Que le gouvernement du Canada établisse une vision nationale de la lutte contre le blanchiment d’argent en partenariat avec les provinces et territoires et de faire connaître les bonnes pratiques aux organismes de réglementation afin de ne pas négliger les sociétés de valeurs mobilières.


[3]              Une « société-écran » est une société qui ne participe pas activement à des activités commerciales, mais qui peut servir à des fins commerciales légitimes.

[4]              La Companies House publie divers documents d’orientation sur le registre, dont un guide sommaire sur l’inscription des personnes exerçant un contrôle important au sein d’une entreprise [disponible en anglais seulement].

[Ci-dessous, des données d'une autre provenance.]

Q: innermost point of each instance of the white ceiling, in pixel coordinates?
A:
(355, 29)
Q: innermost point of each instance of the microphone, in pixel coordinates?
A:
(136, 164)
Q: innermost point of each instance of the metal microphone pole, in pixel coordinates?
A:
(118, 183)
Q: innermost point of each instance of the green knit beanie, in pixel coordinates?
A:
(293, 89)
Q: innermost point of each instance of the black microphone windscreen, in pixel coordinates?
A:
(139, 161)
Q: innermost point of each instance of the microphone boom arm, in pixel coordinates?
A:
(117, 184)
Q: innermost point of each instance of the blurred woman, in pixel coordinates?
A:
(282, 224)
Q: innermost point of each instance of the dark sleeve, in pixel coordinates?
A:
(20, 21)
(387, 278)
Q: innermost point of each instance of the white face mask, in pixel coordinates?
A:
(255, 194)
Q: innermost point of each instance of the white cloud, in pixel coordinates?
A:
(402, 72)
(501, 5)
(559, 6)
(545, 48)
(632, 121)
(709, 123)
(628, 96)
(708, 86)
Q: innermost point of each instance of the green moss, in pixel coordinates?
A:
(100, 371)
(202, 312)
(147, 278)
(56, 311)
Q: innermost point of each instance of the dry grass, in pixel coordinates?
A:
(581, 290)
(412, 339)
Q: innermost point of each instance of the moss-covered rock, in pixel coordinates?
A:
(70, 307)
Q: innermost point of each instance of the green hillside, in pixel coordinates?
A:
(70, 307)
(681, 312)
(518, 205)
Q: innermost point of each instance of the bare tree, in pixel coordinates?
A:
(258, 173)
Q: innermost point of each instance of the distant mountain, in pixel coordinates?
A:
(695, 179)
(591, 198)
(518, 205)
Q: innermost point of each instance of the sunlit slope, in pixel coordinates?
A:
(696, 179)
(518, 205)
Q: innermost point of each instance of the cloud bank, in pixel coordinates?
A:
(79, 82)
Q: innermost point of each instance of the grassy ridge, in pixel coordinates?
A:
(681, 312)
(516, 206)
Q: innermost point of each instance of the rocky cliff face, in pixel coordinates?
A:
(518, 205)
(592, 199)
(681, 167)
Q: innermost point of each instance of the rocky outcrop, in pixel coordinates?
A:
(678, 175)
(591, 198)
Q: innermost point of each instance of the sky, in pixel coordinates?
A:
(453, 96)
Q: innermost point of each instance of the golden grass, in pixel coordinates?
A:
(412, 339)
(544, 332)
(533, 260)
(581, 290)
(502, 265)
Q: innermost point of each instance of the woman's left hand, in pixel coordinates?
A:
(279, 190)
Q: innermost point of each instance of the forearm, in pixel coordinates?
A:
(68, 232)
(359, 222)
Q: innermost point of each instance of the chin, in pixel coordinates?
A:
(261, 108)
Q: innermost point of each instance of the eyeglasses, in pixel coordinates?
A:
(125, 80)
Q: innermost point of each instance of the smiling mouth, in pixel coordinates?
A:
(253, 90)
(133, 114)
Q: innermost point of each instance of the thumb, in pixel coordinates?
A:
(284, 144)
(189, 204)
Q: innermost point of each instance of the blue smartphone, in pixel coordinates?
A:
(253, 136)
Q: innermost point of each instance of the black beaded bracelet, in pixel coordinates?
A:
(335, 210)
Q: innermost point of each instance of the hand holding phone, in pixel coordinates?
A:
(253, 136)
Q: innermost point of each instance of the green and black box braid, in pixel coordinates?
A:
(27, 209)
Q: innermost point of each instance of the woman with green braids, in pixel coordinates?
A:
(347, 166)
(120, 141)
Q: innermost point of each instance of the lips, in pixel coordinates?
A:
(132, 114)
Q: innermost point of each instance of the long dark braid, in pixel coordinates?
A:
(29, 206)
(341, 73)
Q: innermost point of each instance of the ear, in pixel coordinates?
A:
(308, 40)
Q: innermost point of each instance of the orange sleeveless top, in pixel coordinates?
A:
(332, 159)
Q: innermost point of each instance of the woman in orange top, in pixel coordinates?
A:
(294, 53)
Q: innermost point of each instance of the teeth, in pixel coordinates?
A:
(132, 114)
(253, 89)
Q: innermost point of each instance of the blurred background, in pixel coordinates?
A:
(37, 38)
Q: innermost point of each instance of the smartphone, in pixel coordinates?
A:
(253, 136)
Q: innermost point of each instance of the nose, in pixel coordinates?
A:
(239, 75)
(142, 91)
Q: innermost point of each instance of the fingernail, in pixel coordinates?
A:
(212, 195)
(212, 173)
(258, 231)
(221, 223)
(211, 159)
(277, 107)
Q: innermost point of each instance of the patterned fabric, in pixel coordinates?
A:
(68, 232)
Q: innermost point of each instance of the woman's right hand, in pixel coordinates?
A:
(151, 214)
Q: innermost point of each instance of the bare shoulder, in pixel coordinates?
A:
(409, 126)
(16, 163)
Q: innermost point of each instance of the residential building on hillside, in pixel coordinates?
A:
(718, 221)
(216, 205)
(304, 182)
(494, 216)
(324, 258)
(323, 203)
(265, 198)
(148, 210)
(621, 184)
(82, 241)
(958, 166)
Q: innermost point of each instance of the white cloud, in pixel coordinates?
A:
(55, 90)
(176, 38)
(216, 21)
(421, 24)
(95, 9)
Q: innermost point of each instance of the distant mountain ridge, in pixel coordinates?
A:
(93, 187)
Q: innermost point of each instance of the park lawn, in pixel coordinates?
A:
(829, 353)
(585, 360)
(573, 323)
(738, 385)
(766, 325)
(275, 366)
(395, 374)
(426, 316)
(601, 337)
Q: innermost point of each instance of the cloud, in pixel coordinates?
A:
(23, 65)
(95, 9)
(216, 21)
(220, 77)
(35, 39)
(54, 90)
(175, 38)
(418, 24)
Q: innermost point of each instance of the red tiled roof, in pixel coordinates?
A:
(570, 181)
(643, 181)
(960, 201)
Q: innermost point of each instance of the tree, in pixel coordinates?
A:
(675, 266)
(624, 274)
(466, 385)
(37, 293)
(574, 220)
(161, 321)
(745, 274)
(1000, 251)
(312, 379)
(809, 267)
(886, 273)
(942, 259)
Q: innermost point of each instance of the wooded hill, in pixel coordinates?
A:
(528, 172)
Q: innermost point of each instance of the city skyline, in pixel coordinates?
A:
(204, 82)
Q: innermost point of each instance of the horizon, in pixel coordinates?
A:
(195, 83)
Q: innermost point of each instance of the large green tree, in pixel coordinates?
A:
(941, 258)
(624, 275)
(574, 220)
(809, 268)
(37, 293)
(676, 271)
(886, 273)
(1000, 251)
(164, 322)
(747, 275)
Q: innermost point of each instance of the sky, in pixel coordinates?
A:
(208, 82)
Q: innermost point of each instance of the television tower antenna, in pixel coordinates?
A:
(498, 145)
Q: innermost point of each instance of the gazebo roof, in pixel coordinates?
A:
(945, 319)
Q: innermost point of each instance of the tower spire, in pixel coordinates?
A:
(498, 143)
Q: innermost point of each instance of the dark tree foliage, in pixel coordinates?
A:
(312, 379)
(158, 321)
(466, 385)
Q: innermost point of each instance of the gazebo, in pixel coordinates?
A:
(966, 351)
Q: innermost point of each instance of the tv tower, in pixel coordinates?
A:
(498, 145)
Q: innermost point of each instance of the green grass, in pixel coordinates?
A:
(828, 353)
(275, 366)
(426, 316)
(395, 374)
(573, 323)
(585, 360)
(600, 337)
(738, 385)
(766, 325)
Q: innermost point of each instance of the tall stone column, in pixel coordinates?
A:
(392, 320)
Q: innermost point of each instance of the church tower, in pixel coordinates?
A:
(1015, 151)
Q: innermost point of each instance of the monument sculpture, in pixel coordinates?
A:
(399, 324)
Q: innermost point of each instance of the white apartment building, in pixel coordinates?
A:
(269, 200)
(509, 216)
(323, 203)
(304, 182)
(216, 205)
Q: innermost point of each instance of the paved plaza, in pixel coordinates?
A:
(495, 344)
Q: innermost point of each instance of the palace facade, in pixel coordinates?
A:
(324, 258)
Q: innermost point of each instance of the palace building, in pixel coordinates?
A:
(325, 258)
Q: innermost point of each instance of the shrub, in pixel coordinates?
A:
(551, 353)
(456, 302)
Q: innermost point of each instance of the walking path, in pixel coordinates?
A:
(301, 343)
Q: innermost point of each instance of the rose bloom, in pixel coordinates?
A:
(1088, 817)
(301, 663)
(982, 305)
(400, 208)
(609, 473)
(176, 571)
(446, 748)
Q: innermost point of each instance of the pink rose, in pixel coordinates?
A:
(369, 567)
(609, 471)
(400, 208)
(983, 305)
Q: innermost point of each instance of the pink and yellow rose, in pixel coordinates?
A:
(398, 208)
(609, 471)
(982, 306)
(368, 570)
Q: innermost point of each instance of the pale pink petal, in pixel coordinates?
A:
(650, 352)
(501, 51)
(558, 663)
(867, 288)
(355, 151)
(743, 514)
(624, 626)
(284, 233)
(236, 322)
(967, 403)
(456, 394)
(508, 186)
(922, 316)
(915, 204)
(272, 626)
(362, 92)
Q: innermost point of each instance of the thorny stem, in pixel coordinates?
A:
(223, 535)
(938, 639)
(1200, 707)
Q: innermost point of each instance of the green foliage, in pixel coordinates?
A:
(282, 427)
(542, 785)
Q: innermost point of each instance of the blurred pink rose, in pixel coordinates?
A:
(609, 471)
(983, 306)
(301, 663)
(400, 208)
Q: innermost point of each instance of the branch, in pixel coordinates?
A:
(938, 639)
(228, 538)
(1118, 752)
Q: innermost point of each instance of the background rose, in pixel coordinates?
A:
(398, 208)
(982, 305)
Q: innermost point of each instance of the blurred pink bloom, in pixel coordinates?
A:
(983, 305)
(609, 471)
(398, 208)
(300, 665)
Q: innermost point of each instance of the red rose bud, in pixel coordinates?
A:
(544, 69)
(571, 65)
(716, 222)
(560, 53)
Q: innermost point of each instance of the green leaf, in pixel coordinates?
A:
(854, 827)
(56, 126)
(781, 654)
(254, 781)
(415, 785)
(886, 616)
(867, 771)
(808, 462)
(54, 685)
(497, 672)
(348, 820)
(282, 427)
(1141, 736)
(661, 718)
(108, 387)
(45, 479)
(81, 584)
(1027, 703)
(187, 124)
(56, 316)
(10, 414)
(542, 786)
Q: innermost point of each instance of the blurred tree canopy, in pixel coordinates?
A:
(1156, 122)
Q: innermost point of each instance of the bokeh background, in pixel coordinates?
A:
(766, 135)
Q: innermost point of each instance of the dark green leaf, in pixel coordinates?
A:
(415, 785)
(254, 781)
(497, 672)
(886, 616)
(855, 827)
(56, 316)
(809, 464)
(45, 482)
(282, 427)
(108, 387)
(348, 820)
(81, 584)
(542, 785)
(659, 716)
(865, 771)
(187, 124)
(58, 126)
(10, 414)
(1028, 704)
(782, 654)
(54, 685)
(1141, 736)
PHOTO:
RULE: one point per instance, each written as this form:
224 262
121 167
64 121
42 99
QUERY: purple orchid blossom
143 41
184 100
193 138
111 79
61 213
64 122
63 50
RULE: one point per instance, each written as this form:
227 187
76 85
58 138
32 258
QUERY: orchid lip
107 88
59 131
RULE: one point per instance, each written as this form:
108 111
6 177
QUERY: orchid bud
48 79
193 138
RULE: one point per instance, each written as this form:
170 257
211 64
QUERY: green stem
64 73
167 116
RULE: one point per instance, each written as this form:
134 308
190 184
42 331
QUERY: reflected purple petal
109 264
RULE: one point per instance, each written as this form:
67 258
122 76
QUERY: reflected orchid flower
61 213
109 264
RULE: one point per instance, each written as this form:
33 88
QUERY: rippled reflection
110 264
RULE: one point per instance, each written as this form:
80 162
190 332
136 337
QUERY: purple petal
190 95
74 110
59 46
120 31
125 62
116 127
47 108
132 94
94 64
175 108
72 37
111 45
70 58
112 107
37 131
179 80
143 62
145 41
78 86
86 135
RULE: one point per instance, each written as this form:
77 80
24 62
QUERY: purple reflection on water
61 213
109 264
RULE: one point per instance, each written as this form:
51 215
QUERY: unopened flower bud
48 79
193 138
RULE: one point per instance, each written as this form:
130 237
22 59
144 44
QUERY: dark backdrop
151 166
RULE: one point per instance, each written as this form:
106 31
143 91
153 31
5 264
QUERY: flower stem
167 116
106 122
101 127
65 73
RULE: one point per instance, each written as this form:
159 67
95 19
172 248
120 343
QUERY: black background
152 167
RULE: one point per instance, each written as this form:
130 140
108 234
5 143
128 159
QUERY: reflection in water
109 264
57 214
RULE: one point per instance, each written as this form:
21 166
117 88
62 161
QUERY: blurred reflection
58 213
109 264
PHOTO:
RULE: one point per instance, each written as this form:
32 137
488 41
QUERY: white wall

[6]              Avec une fiducie, une personne – le « constituant » – transfère son droit de propriété sur ses biens à un fiduciaire, qui détient ces biens pour le compte du ou des bénéficiaires nommés par le constituant. Ce dernier n’étant plus le propriétaire légitime des biens, il n’a aucune obligation fiscale à leur égard.

[7]              Pour obtenir de plus amples renseignements à propos du registre des fiducies, voir KPMG, UK Trust Register – What You Need to Know, 11 juillet 2017 [disponible en anglais seulement].

[8]              Comme l’a précisé le ministère des Finances, l’autre lacune relevée par le GAFI est l’exclusion du secteur juridique du régime de déclaration.

[10]            La common law découle de la coutume et du précédent judiciaire plutôt que des lois, et porte aussi le nom de « jurisprudence ».

[11]            Pour un exposé à ce sujet, voir : Publication conjointe de l’Association internationale du Barreau, de l'American Bar Association et du Council of Bars and Law Societies of Europe, A Lawyer's Guide to Detecting and Preventing Money Laundering [DISPONIBLE EN ANGLAIS SEULEMENT], octobre 2014.

[12]            Pour obtenir une liste de formes autres de titres en vigueur au Canada, voir : gouvernement du Canada, Qu’est-ce qu’un titre?, consulté par l’auteur le 4 octobre 2018.

[13]            La Colombie-Britannique, l’Ontario, la Saskatchewan, le Nouveau-Brunswick, l’Île-du-Prince-Édouard et le Yukon sont les provinces et territoires qui participent au Régime coopératif en matière de réglementation des marchés des capitaux.